我们称只包含元素 0 或 1 的矩阵为二进制矩阵。矩阵中每个单独的行都按非递减顺序排序。

给定一个这样的二进制矩阵,返回至少包含一个 1 的最左端列的索引(从 0 开始)。如果这样的列不存在,返回 -1

您不能直接访问该二进制矩阵。你只可以通过 BinaryMatrix 接口来访问。

  • BinaryMatrix.get(row, col) 返回位于索引 (row, col) (从 0 开始)的元素。
  • BinaryMatrix.dimensions() 返回含有 2 个元素的列表 [rows, cols],表示这是一个 rows * cols的矩阵。

如果提交的答案调用 BinaryMatrix.get 超过 1000 次,则该答案会被判定为错误答案。提交任何试图规避判定机制的答案将会被取消资格。

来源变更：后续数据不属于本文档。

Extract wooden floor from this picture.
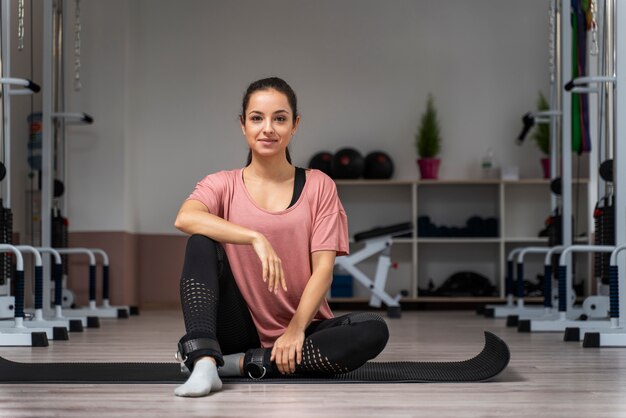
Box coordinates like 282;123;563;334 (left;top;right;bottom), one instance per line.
0;311;626;418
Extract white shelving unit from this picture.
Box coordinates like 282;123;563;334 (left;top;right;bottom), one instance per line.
336;179;593;300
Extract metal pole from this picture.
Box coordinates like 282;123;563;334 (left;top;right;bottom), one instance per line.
2;0;11;208
559;0;573;306
609;0;626;326
41;0;54;314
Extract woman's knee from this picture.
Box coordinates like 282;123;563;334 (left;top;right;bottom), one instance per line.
350;312;389;359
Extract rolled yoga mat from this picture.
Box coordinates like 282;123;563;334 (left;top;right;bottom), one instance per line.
0;331;511;384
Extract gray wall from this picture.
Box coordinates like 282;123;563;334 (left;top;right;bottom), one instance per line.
9;0;548;233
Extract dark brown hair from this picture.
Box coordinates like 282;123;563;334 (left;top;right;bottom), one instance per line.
239;77;298;166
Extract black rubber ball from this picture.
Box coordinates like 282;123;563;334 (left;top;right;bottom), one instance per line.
53;179;65;198
309;151;333;178
363;151;393;179
333;148;365;179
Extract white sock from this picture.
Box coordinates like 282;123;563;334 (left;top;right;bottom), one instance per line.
217;353;244;377
174;359;222;397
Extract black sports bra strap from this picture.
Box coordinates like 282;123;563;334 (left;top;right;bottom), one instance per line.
289;167;306;207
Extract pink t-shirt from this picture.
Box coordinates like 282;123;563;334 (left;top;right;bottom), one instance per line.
189;169;349;347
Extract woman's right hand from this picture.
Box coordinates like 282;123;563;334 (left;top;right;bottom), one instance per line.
252;234;287;294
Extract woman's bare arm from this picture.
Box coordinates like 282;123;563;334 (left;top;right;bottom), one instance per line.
174;200;287;293
271;251;336;373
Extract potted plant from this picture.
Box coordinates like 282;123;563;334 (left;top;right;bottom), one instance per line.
415;94;441;179
533;92;550;179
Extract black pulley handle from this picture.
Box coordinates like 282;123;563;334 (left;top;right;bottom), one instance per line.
51;112;93;125
564;75;615;91
0;77;41;94
517;112;535;145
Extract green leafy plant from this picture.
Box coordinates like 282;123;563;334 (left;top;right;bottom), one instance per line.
415;94;441;158
533;92;550;155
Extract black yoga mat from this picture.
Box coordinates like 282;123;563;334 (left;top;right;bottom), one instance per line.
0;331;511;384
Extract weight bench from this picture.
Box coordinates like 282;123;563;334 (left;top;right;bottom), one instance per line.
335;222;413;318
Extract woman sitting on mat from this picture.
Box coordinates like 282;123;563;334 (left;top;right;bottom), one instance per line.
175;77;389;396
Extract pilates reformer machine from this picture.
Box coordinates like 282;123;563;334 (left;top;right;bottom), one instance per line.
482;0;626;347
0;0;132;347
335;222;413;318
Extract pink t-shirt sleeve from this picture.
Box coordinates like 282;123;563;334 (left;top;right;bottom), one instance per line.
187;172;228;217
311;174;350;256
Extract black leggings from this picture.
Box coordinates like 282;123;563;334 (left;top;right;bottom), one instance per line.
180;235;389;374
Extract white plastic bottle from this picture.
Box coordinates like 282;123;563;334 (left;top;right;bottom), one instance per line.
481;147;496;179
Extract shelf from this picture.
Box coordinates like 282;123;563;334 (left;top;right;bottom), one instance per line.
331;178;591;306
504;237;548;244
417;237;500;244
335;179;415;186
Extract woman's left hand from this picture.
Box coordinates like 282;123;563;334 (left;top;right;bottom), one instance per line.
271;327;304;374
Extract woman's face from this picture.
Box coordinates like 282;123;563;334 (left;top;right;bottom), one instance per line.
241;89;300;162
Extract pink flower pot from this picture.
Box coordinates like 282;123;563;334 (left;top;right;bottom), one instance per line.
417;158;441;180
541;157;550;179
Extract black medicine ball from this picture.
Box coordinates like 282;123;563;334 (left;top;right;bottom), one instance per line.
363;151;393;179
333;148;365;179
52;179;65;198
309;151;333;178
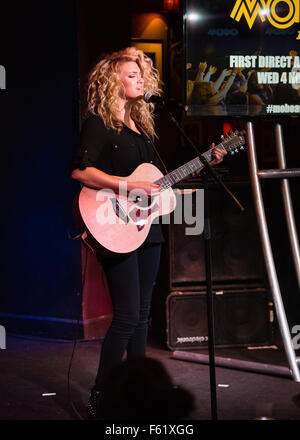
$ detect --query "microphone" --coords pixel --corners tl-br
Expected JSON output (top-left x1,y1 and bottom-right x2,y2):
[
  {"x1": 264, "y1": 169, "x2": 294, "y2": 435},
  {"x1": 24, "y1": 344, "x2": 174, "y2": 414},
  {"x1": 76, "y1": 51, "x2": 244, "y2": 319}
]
[
  {"x1": 143, "y1": 92, "x2": 188, "y2": 111},
  {"x1": 143, "y1": 92, "x2": 165, "y2": 105}
]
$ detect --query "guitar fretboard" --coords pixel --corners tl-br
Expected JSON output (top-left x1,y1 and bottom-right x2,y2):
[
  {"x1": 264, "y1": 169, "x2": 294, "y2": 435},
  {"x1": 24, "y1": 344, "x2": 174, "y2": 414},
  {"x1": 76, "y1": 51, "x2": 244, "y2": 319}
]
[{"x1": 154, "y1": 144, "x2": 218, "y2": 191}]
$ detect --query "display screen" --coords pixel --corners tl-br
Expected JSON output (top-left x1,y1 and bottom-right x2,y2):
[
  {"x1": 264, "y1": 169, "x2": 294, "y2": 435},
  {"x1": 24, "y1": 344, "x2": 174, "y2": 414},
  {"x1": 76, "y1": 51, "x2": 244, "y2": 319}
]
[{"x1": 184, "y1": 0, "x2": 300, "y2": 118}]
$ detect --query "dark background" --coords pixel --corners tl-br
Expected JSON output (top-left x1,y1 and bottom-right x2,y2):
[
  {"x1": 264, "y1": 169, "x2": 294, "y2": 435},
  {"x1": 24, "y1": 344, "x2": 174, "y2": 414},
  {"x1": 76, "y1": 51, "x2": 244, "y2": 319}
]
[{"x1": 0, "y1": 0, "x2": 300, "y2": 338}]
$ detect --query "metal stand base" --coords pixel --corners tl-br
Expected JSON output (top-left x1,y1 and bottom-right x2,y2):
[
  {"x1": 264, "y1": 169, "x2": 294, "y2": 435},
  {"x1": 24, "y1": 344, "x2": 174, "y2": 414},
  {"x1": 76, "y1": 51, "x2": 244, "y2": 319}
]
[{"x1": 173, "y1": 351, "x2": 292, "y2": 379}]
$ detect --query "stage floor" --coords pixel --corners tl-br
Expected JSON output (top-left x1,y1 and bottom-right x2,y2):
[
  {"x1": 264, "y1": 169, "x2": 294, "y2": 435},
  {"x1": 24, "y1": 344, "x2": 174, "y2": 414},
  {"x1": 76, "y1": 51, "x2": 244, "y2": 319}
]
[{"x1": 0, "y1": 335, "x2": 300, "y2": 420}]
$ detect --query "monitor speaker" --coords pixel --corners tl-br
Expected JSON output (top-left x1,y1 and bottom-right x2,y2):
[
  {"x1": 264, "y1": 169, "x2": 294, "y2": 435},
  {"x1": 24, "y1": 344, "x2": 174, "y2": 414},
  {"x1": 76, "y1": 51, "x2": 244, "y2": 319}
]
[
  {"x1": 166, "y1": 289, "x2": 273, "y2": 350},
  {"x1": 168, "y1": 182, "x2": 264, "y2": 290}
]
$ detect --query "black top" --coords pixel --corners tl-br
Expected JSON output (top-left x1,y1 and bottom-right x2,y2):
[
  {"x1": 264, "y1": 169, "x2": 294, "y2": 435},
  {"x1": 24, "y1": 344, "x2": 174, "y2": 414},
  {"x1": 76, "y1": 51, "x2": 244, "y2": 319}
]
[{"x1": 71, "y1": 116, "x2": 164, "y2": 243}]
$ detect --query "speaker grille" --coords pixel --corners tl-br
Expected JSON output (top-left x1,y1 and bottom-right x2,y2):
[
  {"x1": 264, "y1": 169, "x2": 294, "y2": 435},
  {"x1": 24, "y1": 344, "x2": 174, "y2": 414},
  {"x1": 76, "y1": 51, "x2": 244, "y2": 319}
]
[
  {"x1": 169, "y1": 182, "x2": 264, "y2": 290},
  {"x1": 166, "y1": 289, "x2": 272, "y2": 350}
]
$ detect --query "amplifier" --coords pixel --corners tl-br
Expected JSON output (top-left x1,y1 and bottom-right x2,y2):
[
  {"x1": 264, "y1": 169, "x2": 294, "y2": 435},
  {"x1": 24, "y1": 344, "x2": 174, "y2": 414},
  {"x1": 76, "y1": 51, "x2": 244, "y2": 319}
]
[{"x1": 166, "y1": 289, "x2": 274, "y2": 350}]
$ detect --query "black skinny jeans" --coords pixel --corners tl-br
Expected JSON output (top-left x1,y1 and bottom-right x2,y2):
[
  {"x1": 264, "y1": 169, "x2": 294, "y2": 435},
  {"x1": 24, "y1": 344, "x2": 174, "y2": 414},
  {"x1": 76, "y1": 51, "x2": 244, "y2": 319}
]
[{"x1": 95, "y1": 243, "x2": 161, "y2": 391}]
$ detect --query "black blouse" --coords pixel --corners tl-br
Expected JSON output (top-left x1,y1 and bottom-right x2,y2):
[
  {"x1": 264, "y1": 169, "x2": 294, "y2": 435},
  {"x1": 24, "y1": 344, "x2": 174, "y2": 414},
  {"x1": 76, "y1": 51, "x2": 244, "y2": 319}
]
[{"x1": 71, "y1": 116, "x2": 164, "y2": 243}]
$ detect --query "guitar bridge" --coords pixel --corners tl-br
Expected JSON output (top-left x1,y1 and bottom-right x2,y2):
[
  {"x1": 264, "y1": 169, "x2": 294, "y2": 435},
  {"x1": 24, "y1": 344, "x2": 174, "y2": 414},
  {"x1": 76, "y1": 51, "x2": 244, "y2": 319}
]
[{"x1": 110, "y1": 197, "x2": 129, "y2": 224}]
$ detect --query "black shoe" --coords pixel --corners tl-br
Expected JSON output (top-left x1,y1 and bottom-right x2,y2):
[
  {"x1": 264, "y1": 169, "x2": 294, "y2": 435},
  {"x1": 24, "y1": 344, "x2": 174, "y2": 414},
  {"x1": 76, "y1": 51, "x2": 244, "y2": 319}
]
[{"x1": 86, "y1": 388, "x2": 101, "y2": 420}]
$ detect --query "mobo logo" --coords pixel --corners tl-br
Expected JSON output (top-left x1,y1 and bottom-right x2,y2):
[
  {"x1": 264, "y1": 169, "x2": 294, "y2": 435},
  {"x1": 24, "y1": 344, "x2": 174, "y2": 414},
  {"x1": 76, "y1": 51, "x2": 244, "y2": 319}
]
[{"x1": 230, "y1": 0, "x2": 300, "y2": 29}]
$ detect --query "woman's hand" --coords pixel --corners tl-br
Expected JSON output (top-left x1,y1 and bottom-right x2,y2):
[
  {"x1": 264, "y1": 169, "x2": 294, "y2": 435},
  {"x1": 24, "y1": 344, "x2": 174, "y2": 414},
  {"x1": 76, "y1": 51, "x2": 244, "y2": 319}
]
[
  {"x1": 209, "y1": 144, "x2": 227, "y2": 165},
  {"x1": 192, "y1": 144, "x2": 227, "y2": 177},
  {"x1": 127, "y1": 181, "x2": 161, "y2": 198}
]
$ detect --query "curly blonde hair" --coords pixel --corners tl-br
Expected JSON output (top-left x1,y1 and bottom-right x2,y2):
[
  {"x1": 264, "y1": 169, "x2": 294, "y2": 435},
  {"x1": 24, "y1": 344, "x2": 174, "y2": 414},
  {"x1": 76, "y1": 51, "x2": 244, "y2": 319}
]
[{"x1": 87, "y1": 47, "x2": 162, "y2": 138}]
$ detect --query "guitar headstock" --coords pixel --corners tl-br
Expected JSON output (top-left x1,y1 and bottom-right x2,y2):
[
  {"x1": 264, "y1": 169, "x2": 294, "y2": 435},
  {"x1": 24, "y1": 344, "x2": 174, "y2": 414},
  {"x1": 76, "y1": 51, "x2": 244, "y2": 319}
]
[{"x1": 221, "y1": 130, "x2": 246, "y2": 155}]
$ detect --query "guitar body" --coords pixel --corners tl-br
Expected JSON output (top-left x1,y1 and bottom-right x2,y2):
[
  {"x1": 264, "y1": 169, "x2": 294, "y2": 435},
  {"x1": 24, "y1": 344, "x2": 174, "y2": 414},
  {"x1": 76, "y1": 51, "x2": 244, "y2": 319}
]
[
  {"x1": 74, "y1": 163, "x2": 176, "y2": 256},
  {"x1": 74, "y1": 131, "x2": 245, "y2": 256}
]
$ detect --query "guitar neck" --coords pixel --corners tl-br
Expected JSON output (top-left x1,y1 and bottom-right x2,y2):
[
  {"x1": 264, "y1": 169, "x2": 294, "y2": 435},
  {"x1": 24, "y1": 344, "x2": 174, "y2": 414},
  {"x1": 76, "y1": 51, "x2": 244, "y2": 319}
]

下列示例中, mat 为给定的二进制矩阵。您不能直接访问该矩阵。

 

示例 1:

输入: mat = [[0,0],[1,1]]
输出: 0

示例 2:

输入: mat = [[0,0],[0,1]]
输出: 1

示例 3:

输入: mat = [[0,0],[0,0]]
输出: -1

示例 4:

输入: mat = [[0,0,0,1],[0,0,1,1],[0,1,1,1]]
输出: 1

 

提示:

  • rows == mat.length
  • cols == mat[i].length
  • 1 <= rows, cols <= 100
  • mat[i][j] 只会是 0 或 1
  • mat[i] 已按非递减顺序排序。

解法

方法一:二分查找

我们先调用 BinaryMatrix.dimensions() 得到矩阵的行数 $m$ 和列数 $n$,然后对于每一行,我们使用二分查找来找到最左边的 $1$ 所在的列数 $j$,找出所有行中最小的满足 $j$ 的值即为答案。如果不存在这样的列,则返回 $-1$。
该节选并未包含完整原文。